Inequality in Fourier analysis Let $2\leq p<\infty$. For $1\leq k\leq n$, let $f_k\in L^p(\mathbb R)$ and suppose $\hat {f_k}\in L^1(\mathbb R)$ and is supported on a bounded interval $I_k\subseteq [0,1]$. If $\{I_k\}_{k=1}^n$ have disjoint interiors, is it true that
$$
\sum_{k=1}^n \left\|f_k\right\|_p^2\lesssim  \left\|\sum_{k=1}^nf_k\right\|_p^2,
$$
where the constant may depend on $p$ but is independent of $n$?

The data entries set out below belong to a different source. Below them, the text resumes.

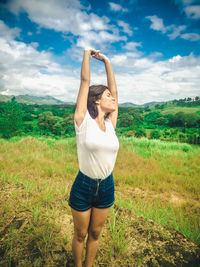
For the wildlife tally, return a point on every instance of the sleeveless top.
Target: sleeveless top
(97, 150)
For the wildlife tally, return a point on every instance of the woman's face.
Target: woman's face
(107, 101)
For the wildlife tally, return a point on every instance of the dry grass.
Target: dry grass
(157, 193)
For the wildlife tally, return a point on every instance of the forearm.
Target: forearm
(85, 68)
(110, 78)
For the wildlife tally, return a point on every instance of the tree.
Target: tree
(155, 134)
(11, 123)
(140, 132)
(46, 122)
(67, 124)
(160, 121)
(125, 120)
(152, 116)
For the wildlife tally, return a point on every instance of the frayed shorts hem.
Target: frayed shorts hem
(97, 207)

 A: Since your functions are on disjoints intervals $I_k$, one can start from the right-hand side of your inequality and get
$$
\begin{align*}
\left(\int_{\mathbb{R}} \left|\sum_{j=1}^n f_j\right|^p\right)^\frac{2}{p} &=   \left(\sum_{k=1}^n\int_{I_k} \left|\sum_{j=1}^n f_j\right|^p\right)^\frac{2}{p}
\\
&= \left(\sum_{k=1}^n\int_{I_k} \left|f_k\right|^p\right)^\frac{2}{p}
\\
&= \left(\sum_{k=1}^n\int_{\mathbb{R}} \left|f_k\right|^p\right)^\frac{2}{p}
\end{align*}
$$
so that one always has
$$
\left\|\sum_{k=1}^n f_k\right\|_{L^p}^2 = \left(\sum_{k=1}^n \left\|f_k\right\|^p_{L^p}\right)^\frac{2}{p}
$$
Hence, if I write $u_k := \|f_k\|_{L^p}$, and $|u_k|_{p} := \left(\sum u_k^p\right)^\frac{1}{p}$ the usual $\ell^p$ norm of vectors, your question can be restated as: "Is it true that
$$
|u_k|_2^2 \lesssim |u_k|_p^2
$$
with a constant independent of $n$ ?" and this is purely a question about sequences. If $p≤2$, then yes, this is true since $(a+b)^\theta ≤ a^θ + b^\theta$ for any $\theta\in[0,1]$, and the same holds for the sum of $n$ numbers. In particular, taking $θ=p/2$ gives 
$$
|u_k|_2^2 = \sum u_k^2 = \left(\sum u_k^2\right)^\frac{2p}{2p} ≤ \left(\sum u_k^p\right)^\frac{2}{p} = |u_k|_p^2
$$
(and you actually do not need $\hat{f}\in L^1$). But you are asking for $p\geq 2$, which is false in general for sequences since taking $u_k = 1$ for all $k$ gives you
$$
\frac{|u_k|_2}{|u_k|_p} = \frac{n^\frac{1}{2}}{n^\frac{1}{p}} = n^{\frac{p-2}{2p}}
$$
and $\frac{p-2}{2p} > 0$. And one can easily find functions $f_k$ with disjoint supports verifying $u_k = \|f_k\|_{L^p} = 1$. Take for example the functions
$$
f_k(x) = n^{1/p}\,\mathbf{1}_{[\frac{k-1}{n},\frac{k}{n}]}(x).
$$
A: The triangle inequality is satisfied by the definition of the $L_p$ norm and gives the reverse inequality.